Mais cedo no mesmo dia, Aguiar disse em evento promovido pela Fiesc que é essencial para o País uma aprovação célere da reforma tributária e que ela não eleve a carga tributária, lembrando que, no cenário atual, não sobra dinheiro para os investimentos em áreas como saneamento e infraestrutura.

“Precisamos de um ambiente favorável, que será construído pelas reformas que defendemos. Entendemos que é necessária a reforma tributária e que ela não eleve a carga tributária. A simplificação da legislação já dará competitividade para a indústria, mas queremos mais, queremos a redução da carga tributária. Em paralelo, defendemos a aprovação da reforma administrativa. O estado brasileiro é inchado, oneroso e não atende as necessidades da população”, declarou.

Desburocratização

A Prefeitura de Jaraguá do Sul, por meio da Fundação Jaraguaense de Meio Ambiente (Fujama), está buscando a desburocratização e simplificação dos procedimentos para a abertura de novas empresas no município, mas sem deixar de lado o compromisso com a proteção do meio ambiente.
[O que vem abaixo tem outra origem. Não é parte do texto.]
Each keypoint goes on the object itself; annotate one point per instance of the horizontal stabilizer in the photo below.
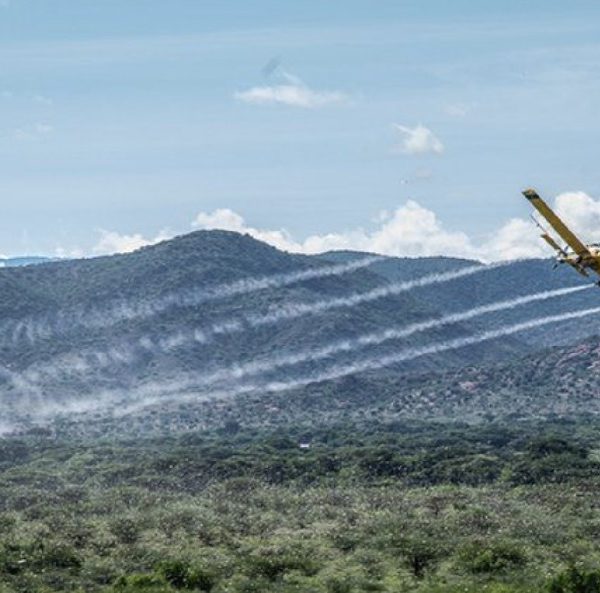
(557, 224)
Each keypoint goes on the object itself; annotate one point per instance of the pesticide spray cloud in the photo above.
(124, 353)
(376, 338)
(195, 385)
(32, 330)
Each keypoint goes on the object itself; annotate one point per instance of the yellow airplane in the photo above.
(581, 257)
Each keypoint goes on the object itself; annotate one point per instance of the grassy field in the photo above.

A partir desta semana, a Fujama passou a facultar o Cadastramento Ambiental das atividades constantes na Resolução 99/2017 do Conselho Estadual do Meio Ambiente de Santa Catarina (CONSEMA), para a obtenção de alvarás de funcionamento.

Emprego

Santa Catarina mantém índices acima da média nacional em relação ao emprego. No primeiro trimestre deste ano, o Estado registrou a menor taxa de desocupação do país (6,2%), menos que a metade da brasileira (14,7%). Os dados foram divulgados nesta quinta-feira, 27, na Pnad Contínua trimestral, pelo Instituto Brasileiro de Geografia e Estatística (IBGE).

“Esse resultado é mais um indicador que demonstra a força da economia catarinense e aponta que estamos no caminho certo. Nosso trabalho é garantir segurança para atrair investimentos e permitir que o setor produtivo se desenvolva e gere oportunidades e crescimento. Vamos seguir atuando para fomentar esse cenário a garantir a competitividade das empresas do nosso Estado”, destacou o governador Carlos Moisés.

Atividade econômica

A atividade econômica no primeiro trimestre de 2021 surpreendeu “favoravelmente”, com crescimento em quatro das cinco regiões do país, disse na quinta-feira (27) o Banco Central (BC). Apenas a Região Norte apresentou recuo na economia no período.

A análise consta do Boletim Regional, publicado trimestralmente, e que traz a evolução, por região, de indicadores que repercutem as decisões de política monetária, como produção, vendas, emprego, preços, comércio exterior, entre outros.

A região Sul apresentou a maior expansão da atividade econômica dentre as regiões do país no primeiro trimestre. A região cresceu 2%, beneficiada pelo agronegócio. Esse crescimento favorece, indiretamente, os investimentos, em especial, em máquinas e equipamentos.